Experimental `std::simd` by fbusato · Pull Request #6732 · NVIDIA/cccl

fbusato · 2025-11-22T01:47:18Z

Motivations

Modern GPU architectures are increasingly exposing fine-grained, single-thread SIMD capabilities to maximize throughput within individual CUDA threads. While GPU programming model strongly focuses on the SIMT model, newer hardware relies on specialized SIMD operations to saturate execution units. Some examples include:

int16_t SIMD instructions DPX.
FADDx2, FMULx2, FMAx2.
Bfloat16x2 and Halfx2 intrinsics.
3-Input floating-point Minimum / Maximum.
Integer Add X3 (IADD3).
Integer dot product __dp4a.
SIMD Video Instructions, e.g. vabsdiff4.
SIMD within a register (SWAR) for integer types

C++26 std::simd provides a standardized abstraction to write vectorized code. This is a great opportunity to unify customized code to handle all variants and reduce CUDA software fragmentation. By adopting std::simd-like API, developers can write a single vectorized kernel that compiles to the optimal instructions for any GPU architecture.

PR Goals and Non-Goals

The PR aims to provide a basic implementation of std::simd and provide the foundation for future optimizations and extensions.

Advanced math and bit operations, e.g. std::abs , std::pow, std::popcount etc. , as well as std::complex binding, are outside the scope of the first PR.

Non-Goals:

Fully-implement std::simd.
Implement custom ABIs to target host vector instructions.

Implementation Notes

The implementation is based on the LLVM code experimental/__simd and extended to support the related C++ proposals:

Some optimizations are already exploited in the CCCL code, for example thread_simd.h and thread_reduce.h. They will gradually added to the implementation.

Partially address #30

miscco

This is not using SIMD on the host, is there any reason for that?

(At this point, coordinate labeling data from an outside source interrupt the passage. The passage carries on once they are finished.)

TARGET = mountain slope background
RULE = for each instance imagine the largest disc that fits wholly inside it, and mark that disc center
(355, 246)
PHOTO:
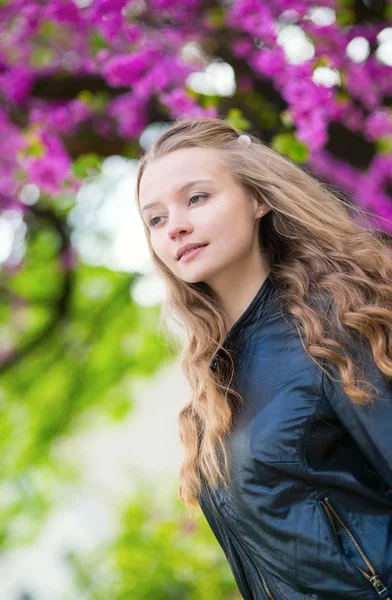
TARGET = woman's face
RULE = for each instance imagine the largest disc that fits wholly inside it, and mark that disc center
(215, 211)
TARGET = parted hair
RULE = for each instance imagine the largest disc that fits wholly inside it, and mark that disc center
(333, 269)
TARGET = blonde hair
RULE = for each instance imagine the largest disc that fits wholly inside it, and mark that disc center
(315, 251)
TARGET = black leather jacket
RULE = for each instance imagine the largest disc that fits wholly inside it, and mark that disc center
(308, 515)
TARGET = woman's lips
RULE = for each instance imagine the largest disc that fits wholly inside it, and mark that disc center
(192, 253)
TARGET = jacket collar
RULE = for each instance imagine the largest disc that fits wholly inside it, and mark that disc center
(254, 312)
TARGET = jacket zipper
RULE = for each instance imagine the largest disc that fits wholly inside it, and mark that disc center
(372, 577)
(263, 581)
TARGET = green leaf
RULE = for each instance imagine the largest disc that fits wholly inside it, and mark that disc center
(86, 164)
(286, 143)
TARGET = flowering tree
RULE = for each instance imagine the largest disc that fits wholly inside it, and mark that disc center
(81, 80)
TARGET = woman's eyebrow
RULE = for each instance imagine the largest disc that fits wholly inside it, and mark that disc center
(179, 190)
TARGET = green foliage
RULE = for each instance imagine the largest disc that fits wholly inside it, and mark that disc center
(77, 344)
(158, 554)
(287, 143)
(86, 164)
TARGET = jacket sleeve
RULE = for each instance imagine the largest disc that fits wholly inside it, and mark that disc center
(371, 425)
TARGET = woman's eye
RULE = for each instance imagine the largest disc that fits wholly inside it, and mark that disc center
(151, 221)
(198, 196)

fbusato · 2025-11-24T17:05:03Z

because this is the first PR. Secondly, because we care more about GPU than CPU. Third, the feature is also experimental for other std libraries.

mhoemmen

Per offline discussion, Federico will first update to the latest draft N5032 ( https://www.open-std.org/jtc1/sc22/wg21/docs/papers/2025/n5032.pdf ).

mhoemmen · 2025-12-18T18:04:18Z

cudax/include/cuda/experimental/__simd/declaration.h

+
+#include <cuda/std/__cccl/prologue.h>
+
+namespace cuda::experimental::datapar


WG21 adopted P3691R1 at the June 2025 Sofia meeting. This renamed the namespace to "simd" and renamed the data types basic_mask / mask and basic_vec / vec.

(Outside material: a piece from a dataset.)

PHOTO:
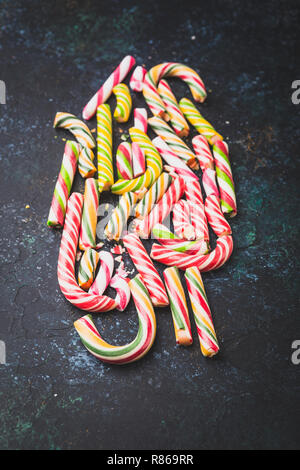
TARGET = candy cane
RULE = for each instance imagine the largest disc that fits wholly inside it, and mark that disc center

mhoemmen · 2025-12-18T20:25:00Z

cudax/include/cuda/experimental/__simd/declaration.h

+
+namespace cuda::experimental::datapar
+{
+namespace simd_abi


[simd] does not declare any public namespaces other than std::simd.

mhoemmen · 2025-12-18T20:27:28Z

cudax/include/cuda/experimental/__simd/declaration.h

+template <int _Np>
+using fixed_size = __fixed_size<_Np>;
+
+template <typename>
+using compatible = fixed_size<1>;
+
+template <typename>
+using native = fixed_size<1>;


native-abi is exposition-only (see [simd.expos.abi]). The others don't appear to be named at all in [simd].

mhoemmen · 2025-12-18T20:29:41Z

cudax/include/cuda/experimental/__simd/declaration.h

+template <typename _Tp, typename _Abi>
+class basic_simd;
+
+template <typename _Tp, int _Np>
+using simd = basic_simd<_Tp, simd_abi::fixed_size<_Np>>;


The synopsis declares basic_vec like this, where @_X_@ indicates italic code-font X (meaning that it's an exposition-only name).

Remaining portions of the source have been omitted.